There, commuters can tap free Wi-Fi, charge their mobile phones, read books, and even sit on a swing.
Designed to "make waiting fun", the bus stop in Jurong Gateway Road is a ground-up idea by a group of architects and part of a broader vision to make Singapore livelier. The Urban Redevelopment Authority (URA) has been promoting similar efforts such as public art and street closures for parties.
If it is well received, the authorities will consider incorporating the ideas in future bus stops. The features, which were unveiled yesterday, will be in operation for a year. They include digital information boards with bus timings, the weather and a street directory, mobile phone charging points, and free Wi-Fi from September. There are also physical books - from Enid Blyton to classics like Ray Bradbury's Fahrenheit 451 - as well as e-books to download.
Housewife Sharah Syed, 35, was heading home with her son after his tuition class when one of the Enid Blyton books caught the primary schooler's eye. "He saw the books immediately and asked if he could pick up one and read," said Madam Sharah. "I think the shelf of books is useful for the kids. They will like it."
The bus stop also boasts a green roof, vertical greenery, solar panels, bicycle parking and a swing.
Administrative assistant Emma Chen, 35, welcomed the display of bus arrival times and the upcoming Wi-Fi. But student Putri Amirah, 13, said: "I don't know if I will stay long enough to use the charger as I will be rushing for my bus."

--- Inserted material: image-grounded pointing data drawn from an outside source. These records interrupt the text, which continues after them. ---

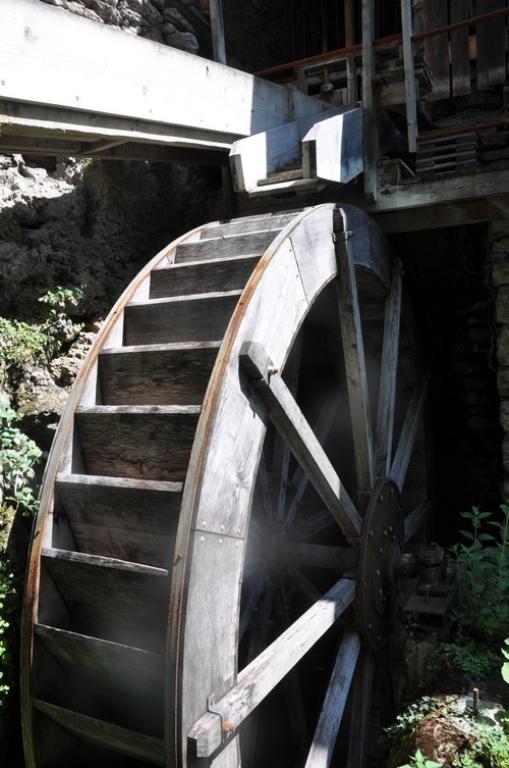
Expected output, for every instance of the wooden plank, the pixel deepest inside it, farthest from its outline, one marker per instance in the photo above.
(129, 520)
(289, 420)
(146, 442)
(388, 377)
(491, 36)
(97, 588)
(45, 59)
(460, 59)
(202, 317)
(217, 29)
(408, 434)
(354, 357)
(121, 667)
(370, 128)
(228, 246)
(327, 729)
(262, 675)
(274, 221)
(106, 735)
(436, 49)
(156, 374)
(211, 276)
(360, 726)
(410, 82)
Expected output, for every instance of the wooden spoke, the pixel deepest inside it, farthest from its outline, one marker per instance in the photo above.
(261, 676)
(283, 452)
(326, 732)
(388, 376)
(293, 427)
(360, 713)
(355, 361)
(322, 427)
(292, 687)
(408, 434)
(416, 519)
(339, 559)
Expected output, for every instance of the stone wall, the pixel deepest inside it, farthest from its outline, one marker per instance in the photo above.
(157, 20)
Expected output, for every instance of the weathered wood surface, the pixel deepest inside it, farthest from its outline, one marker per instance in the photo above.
(388, 377)
(436, 49)
(146, 442)
(97, 588)
(156, 374)
(355, 359)
(228, 246)
(491, 45)
(410, 81)
(256, 680)
(408, 434)
(45, 59)
(121, 740)
(126, 519)
(213, 275)
(290, 422)
(123, 667)
(460, 58)
(201, 317)
(326, 732)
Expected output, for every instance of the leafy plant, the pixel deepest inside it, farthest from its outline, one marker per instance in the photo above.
(505, 665)
(18, 457)
(471, 658)
(407, 720)
(483, 576)
(420, 761)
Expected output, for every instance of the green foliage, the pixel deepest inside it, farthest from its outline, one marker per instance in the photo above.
(7, 592)
(18, 456)
(483, 577)
(419, 761)
(407, 720)
(471, 658)
(505, 665)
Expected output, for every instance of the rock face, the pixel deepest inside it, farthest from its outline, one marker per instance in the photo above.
(156, 20)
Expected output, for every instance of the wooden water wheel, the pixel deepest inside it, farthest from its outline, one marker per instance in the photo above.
(215, 563)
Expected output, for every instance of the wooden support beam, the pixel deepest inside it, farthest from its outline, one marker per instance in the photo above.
(408, 434)
(290, 422)
(355, 360)
(45, 60)
(410, 82)
(217, 29)
(215, 728)
(388, 377)
(368, 102)
(326, 732)
(417, 518)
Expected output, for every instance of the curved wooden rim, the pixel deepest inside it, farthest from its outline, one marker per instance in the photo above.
(311, 227)
(31, 589)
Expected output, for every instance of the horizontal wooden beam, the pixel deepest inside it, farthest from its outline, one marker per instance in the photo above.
(289, 421)
(215, 728)
(58, 60)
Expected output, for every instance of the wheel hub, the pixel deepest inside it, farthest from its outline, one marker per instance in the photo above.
(379, 555)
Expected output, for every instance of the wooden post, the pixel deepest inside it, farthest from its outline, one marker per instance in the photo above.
(408, 62)
(368, 101)
(351, 75)
(217, 29)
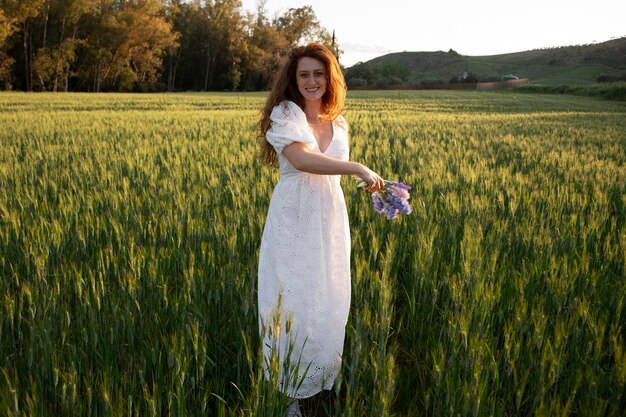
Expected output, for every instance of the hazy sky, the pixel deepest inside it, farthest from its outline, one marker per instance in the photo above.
(366, 29)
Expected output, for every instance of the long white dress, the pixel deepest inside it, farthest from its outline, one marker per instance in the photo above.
(304, 260)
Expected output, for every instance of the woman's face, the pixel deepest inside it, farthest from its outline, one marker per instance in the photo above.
(311, 78)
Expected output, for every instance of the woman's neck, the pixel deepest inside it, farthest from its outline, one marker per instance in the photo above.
(312, 110)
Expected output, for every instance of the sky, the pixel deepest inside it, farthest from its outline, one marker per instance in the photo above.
(366, 29)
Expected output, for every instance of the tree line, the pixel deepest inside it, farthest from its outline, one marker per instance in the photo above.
(147, 45)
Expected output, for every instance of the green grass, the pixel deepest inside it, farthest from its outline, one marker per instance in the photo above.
(129, 233)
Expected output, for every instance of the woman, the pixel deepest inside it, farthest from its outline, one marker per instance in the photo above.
(304, 260)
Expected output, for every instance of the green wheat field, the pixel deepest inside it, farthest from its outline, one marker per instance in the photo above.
(129, 236)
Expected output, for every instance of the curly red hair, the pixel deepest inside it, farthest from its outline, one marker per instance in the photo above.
(285, 88)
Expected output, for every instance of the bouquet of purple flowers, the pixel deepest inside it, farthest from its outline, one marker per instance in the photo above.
(392, 199)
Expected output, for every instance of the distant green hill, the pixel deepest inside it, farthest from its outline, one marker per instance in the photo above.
(581, 64)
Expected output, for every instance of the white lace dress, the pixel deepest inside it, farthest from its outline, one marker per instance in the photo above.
(305, 261)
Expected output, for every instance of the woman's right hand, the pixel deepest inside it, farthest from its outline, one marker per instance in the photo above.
(373, 180)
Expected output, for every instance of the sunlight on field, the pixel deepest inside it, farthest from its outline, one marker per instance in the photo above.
(129, 233)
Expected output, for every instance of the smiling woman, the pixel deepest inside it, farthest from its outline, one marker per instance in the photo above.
(304, 261)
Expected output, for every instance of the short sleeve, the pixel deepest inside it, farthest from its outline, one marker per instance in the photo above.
(287, 125)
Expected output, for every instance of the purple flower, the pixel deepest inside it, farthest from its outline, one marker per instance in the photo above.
(392, 199)
(379, 205)
(391, 212)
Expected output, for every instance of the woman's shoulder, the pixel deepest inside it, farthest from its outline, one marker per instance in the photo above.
(286, 110)
(341, 122)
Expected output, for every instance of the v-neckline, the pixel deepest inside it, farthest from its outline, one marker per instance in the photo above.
(332, 138)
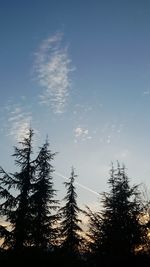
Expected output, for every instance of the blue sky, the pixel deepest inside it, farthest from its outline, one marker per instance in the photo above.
(78, 71)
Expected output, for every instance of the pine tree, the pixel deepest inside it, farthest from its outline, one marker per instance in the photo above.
(70, 229)
(43, 204)
(118, 228)
(15, 208)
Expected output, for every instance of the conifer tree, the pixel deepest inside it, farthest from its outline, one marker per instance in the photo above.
(118, 226)
(70, 228)
(15, 208)
(43, 204)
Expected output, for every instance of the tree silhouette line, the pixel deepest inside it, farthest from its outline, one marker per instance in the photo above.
(36, 228)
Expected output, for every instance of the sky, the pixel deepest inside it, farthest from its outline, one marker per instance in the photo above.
(79, 72)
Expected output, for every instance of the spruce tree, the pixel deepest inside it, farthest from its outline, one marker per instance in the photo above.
(118, 226)
(70, 228)
(43, 204)
(15, 208)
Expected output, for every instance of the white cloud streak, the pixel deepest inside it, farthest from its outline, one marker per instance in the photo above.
(82, 134)
(18, 122)
(53, 69)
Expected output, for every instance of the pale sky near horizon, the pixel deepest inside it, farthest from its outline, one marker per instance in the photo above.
(78, 71)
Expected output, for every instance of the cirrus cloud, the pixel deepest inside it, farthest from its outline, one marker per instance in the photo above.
(53, 67)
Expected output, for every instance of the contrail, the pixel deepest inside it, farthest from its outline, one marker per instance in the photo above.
(81, 185)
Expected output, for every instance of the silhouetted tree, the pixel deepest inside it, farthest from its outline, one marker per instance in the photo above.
(15, 209)
(70, 229)
(43, 204)
(116, 231)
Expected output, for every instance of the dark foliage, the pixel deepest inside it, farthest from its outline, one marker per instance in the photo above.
(70, 229)
(42, 202)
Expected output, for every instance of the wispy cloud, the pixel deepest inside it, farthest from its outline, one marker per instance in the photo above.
(81, 134)
(147, 92)
(53, 67)
(18, 121)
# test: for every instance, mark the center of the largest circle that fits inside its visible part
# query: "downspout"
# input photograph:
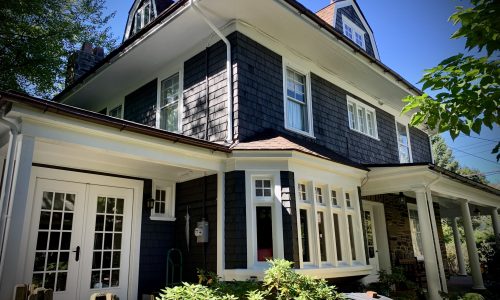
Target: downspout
(229, 71)
(432, 217)
(5, 199)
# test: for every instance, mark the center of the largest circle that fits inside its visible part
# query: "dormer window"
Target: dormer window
(143, 16)
(353, 32)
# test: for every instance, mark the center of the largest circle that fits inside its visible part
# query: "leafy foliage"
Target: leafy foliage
(37, 36)
(280, 282)
(443, 157)
(467, 86)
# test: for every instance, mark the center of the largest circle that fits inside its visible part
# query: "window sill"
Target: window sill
(304, 133)
(161, 218)
(360, 132)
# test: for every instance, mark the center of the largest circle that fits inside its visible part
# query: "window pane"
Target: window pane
(321, 236)
(319, 195)
(296, 101)
(336, 228)
(302, 192)
(351, 237)
(334, 198)
(348, 199)
(304, 235)
(264, 233)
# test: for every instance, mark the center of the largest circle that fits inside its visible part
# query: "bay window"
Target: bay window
(170, 96)
(362, 118)
(403, 143)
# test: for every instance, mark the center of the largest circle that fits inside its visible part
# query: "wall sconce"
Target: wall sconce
(402, 199)
(150, 203)
(476, 211)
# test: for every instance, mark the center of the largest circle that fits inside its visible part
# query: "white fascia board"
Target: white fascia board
(290, 54)
(334, 272)
(56, 128)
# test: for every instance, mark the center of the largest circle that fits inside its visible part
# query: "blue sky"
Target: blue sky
(411, 36)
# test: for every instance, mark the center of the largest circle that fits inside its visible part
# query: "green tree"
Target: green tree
(444, 158)
(37, 36)
(467, 86)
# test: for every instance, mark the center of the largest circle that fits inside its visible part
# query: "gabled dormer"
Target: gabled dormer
(347, 18)
(142, 13)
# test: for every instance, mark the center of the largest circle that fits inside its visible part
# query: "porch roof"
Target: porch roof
(445, 186)
(82, 114)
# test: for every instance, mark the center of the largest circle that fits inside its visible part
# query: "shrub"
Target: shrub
(280, 282)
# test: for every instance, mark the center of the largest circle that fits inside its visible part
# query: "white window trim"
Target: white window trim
(180, 103)
(169, 214)
(251, 204)
(355, 29)
(359, 104)
(328, 210)
(408, 136)
(307, 74)
(411, 206)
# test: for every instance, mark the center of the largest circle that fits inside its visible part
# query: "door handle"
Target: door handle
(77, 255)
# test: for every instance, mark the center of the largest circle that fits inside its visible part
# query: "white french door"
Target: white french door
(80, 238)
(371, 240)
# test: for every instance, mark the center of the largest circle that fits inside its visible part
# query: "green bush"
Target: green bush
(280, 282)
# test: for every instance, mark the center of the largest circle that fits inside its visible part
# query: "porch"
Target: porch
(415, 198)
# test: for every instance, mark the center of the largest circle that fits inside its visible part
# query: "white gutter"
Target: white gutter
(5, 212)
(229, 71)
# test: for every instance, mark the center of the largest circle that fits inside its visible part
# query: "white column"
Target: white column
(495, 220)
(475, 268)
(437, 245)
(458, 247)
(430, 260)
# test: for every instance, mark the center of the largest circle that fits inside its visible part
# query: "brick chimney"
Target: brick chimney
(82, 61)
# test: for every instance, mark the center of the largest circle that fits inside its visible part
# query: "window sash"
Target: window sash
(169, 103)
(296, 95)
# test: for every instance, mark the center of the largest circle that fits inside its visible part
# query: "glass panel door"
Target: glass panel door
(56, 236)
(107, 248)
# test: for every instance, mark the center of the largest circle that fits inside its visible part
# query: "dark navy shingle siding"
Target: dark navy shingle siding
(235, 233)
(140, 105)
(420, 146)
(156, 238)
(351, 14)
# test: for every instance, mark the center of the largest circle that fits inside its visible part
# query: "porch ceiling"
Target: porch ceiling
(445, 188)
(184, 32)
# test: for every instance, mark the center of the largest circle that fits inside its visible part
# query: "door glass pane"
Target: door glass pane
(53, 240)
(351, 237)
(107, 243)
(304, 235)
(321, 236)
(369, 234)
(336, 228)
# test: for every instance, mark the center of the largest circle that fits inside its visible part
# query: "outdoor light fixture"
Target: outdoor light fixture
(402, 199)
(150, 203)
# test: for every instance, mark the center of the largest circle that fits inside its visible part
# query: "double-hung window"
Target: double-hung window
(169, 103)
(362, 118)
(403, 143)
(297, 106)
(353, 32)
(143, 16)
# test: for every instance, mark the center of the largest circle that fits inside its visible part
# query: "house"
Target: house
(272, 130)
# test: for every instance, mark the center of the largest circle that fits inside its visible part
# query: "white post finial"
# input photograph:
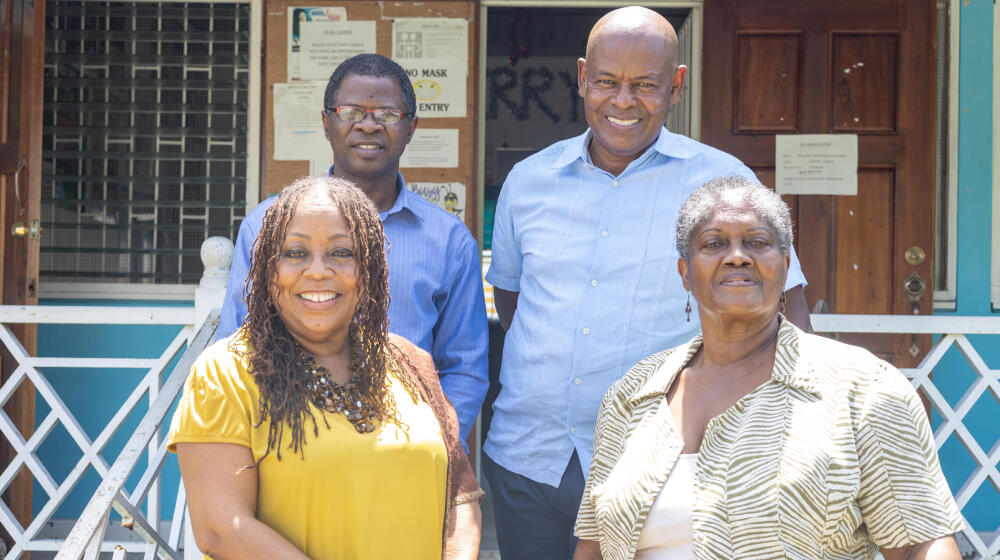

The public are encouraged to share feedback on the bus stop by sending an e-mail to AUDE@ ura.gov.sg. This will help the Government decide if the features and services should be considered for future bus stops, said the URA yesterday.
The bus stop is the brainchild of a group of architects from DP Architects, who designed it as a corporate social responsibility initiative.
Director Seah Chee Huang, who led the team, said: "We are looking forward to seeing how commuters use, experience and enjoy this new setting." He hopes to show that bus stops can be social hubs where people meet and have fun.
The firm took the idea to the Land Transport Authority and the URA, and it was implemented through collaboration with other agencies like the Infocomm Development Authority of Singapore and the National Environment Agency.
"I'm very encouraged to see these young architects come forward with their ideas to make our public spaces more vibrant," said National Development Minister Lawrence Wong in a blog post yesterday.
"We hope to have more Singaporeans play an active role in shaping the use of our public spaces."
This is the reason for the URA's Our Favourite Place scheme, which provides funding support for ideas to enliven public spaces, he added.
"Planning our future city is not just a job for our urban planners," he said. "We all can play a role in shaping our streets and public spaces. The more we do so, the more we strengthen our sense of ownership, identity and emotional connection to Singapore our home."